Abdülkadir Sevlvi'ye konuşan Bilim Kurulu Üyesi Emre Kayıpmaz'dan zehir gibi açıklama

Abdülkadir Sevlvi'ye konuşan Bilim Kurulu Üyesi Emre Kayıpmaz'dan zehir gibi açıklama
Korona virüs salgınında yaşanan hasta artışı ile birlikte ilk olarak il ve ilçe bazında kısıtlamalar gündeme gelirken Bilim Kurulu üyesi Afşin Emre Kayıpmaz ülke genelinde kısıtlamaya gidileceğine vurgu yaptı.

Sağlık Bakanı Fahrettin Koca geçtiğimiz günlerde vaka sayılarına yönelik yaptığı açıklamada "Ankara İstanbul'u geçti" demişti. Bu açıklamanın ardından Ankara'nın Vuhan olduğu iddia edilmişti.

Hürriyet yazarı Abdulkadir Selvi, salgındaki son durumu ve merak edilenleri Sağlık Bakanlığı Koronavirüs Bilim Kurulu Üyesi Doç. Dr. Afşin Emre Kayıpmaz'a sordu.  

"Ankara, Vuhan oldu mu?" sorusuna Kayıpmaz, “Son dönemde vaka sayısındaki artışın en yüksek olduğu il, ne yazık ki Ankara oldu. Kontrollü sosyal hayat döneminde Ankara’da yaşayanlar her zamanki kontrollü tavırlarının dışına çıktı. Sadece Ankara’da değil, yurdumuzun genelinde de salgın öncesindeki yaşantımıza hızlı bir dönüş oldu” cevabını verdi.

Bilim Kurulu üyesi, "Her ilde tablo aynı değil, illere göre farklı önlemler alınacak mı?” sorusunu ise "Lüzumu halinde il bazında önlemler alındığı gibi, ülke genelinde de tedbirler masaya yatırılabilir. Kurulumuzda da bununla ilgili tavsiyeler gündeme geldi. Sağlık Bakanımızın da geçtiğimiz günlerde açıkladığı gibi sorunun tamamen ortadan kalkması için yapılması gereken tam izolasyondur. Bununla birlikte ne kadar süreceğini bilmediğiniz bir salgında süresiz bir izolasyona dünyanın birçok ülkesinin sıcak bakmadığı açıktır. Şu anki bilgilerimize göre salgının yayılmasını önlemede en etkili yöntemler, bireysel korunma yöntemleridir” diye yanıtladı.

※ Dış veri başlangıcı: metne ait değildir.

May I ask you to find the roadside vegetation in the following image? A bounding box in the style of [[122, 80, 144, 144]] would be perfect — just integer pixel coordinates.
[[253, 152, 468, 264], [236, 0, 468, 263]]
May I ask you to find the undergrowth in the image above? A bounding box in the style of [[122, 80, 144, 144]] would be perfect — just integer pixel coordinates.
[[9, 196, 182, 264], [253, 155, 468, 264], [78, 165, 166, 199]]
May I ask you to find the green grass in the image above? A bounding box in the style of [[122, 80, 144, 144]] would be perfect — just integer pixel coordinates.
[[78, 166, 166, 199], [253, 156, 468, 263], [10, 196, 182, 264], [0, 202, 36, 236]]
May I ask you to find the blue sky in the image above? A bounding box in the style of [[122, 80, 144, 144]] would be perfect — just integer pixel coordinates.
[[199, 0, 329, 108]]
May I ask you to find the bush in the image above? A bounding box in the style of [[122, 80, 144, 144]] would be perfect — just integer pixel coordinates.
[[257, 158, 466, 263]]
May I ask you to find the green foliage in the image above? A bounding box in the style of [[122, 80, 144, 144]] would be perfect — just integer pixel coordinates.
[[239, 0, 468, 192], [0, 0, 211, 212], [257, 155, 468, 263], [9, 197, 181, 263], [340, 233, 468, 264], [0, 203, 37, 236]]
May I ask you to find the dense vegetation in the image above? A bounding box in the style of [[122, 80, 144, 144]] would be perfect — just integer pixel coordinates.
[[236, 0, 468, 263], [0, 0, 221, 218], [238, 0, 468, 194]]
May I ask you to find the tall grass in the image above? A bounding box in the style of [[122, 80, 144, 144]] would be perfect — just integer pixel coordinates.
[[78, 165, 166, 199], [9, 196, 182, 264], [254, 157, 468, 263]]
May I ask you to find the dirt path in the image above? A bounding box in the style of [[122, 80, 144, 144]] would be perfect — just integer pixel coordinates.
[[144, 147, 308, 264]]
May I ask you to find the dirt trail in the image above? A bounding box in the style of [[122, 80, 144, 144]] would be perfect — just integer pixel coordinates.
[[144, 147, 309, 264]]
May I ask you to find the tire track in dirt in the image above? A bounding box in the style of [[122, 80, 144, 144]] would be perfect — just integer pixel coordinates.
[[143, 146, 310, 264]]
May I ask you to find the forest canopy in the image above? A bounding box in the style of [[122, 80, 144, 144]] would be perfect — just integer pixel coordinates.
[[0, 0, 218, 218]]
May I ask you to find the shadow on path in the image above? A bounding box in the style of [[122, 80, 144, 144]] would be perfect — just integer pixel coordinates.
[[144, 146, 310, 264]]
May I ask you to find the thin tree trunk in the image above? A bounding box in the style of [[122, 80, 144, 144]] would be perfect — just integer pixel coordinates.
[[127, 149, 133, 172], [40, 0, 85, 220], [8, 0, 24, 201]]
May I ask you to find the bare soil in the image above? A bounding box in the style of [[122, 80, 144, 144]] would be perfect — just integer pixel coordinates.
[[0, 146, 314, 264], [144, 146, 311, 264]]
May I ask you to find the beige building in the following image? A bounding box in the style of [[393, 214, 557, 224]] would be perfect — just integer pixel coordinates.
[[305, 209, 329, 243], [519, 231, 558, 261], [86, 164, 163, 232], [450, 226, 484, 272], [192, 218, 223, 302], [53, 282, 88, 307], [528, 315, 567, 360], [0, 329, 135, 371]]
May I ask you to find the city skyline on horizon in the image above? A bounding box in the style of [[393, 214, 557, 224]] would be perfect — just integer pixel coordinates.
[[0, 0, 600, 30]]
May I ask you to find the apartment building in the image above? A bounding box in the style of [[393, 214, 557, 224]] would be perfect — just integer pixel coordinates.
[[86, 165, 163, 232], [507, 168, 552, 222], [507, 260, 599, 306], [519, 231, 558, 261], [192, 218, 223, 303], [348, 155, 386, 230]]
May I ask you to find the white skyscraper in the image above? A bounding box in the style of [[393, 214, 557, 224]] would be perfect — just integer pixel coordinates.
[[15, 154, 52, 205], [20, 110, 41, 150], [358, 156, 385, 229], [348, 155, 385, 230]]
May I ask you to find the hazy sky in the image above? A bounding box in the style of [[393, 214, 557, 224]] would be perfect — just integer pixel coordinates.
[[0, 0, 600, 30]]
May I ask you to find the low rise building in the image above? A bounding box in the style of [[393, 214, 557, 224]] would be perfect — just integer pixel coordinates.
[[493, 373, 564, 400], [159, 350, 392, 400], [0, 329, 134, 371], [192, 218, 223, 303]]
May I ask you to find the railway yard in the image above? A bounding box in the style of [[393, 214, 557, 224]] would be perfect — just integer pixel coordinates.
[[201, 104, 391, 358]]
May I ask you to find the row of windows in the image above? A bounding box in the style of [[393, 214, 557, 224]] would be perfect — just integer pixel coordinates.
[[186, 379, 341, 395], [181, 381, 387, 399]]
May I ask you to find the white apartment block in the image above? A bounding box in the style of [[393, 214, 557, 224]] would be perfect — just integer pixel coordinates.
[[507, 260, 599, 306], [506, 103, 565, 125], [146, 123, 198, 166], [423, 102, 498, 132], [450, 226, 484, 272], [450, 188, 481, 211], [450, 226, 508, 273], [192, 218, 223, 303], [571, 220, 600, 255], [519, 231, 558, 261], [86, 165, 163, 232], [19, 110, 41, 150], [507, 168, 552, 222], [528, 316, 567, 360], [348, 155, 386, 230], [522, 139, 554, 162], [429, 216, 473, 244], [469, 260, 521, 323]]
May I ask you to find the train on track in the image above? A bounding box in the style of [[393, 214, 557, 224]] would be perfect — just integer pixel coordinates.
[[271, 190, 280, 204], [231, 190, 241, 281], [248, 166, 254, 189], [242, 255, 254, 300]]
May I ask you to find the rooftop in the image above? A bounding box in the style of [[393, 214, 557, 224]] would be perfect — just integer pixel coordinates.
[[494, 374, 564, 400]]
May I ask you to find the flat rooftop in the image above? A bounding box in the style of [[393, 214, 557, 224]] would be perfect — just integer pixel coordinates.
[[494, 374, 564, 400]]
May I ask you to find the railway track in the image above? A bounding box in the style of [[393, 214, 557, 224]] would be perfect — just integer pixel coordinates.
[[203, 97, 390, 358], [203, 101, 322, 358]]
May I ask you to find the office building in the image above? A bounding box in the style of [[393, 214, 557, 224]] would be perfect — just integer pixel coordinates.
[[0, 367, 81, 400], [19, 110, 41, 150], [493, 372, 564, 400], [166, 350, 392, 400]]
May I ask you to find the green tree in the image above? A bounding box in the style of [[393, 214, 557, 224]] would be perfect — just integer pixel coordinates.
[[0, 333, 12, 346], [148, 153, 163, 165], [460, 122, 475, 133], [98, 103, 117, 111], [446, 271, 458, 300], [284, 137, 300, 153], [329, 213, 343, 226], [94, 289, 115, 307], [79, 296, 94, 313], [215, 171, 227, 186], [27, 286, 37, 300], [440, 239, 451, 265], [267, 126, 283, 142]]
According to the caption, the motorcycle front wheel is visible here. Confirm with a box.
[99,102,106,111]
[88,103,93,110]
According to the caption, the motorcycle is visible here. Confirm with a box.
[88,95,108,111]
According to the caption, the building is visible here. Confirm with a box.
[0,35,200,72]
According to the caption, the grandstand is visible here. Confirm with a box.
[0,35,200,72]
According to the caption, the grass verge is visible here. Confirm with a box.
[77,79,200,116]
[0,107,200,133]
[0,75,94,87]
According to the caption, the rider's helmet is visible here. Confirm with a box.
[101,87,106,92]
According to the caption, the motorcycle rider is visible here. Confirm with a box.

Yüz yüze eğitimle ilgili soruya da cevap veren Kayıpmaz, “Okulların açılmasına iki hafta kaldı. Vaka sayıları da artış yönünde ilerliyor. Elbette yetkili kurumlar gerekli değerlendirmeleri anlık olarak yapmaktadır. Önümüzdeki günlerde kararın netleşeceğini sanıyorum. Kişisel kanaatim ise yüz yüze eğitimin okuma-yazma aşamasındaki çocuklarla sınırlı kalabileceği yönündedir. Çocuklarımızın ve gençlerimizin, ayrıca onları yetiştiren öğretmenlerimizin sağlığı öncelikli endişemiz olmalıdır" dedi.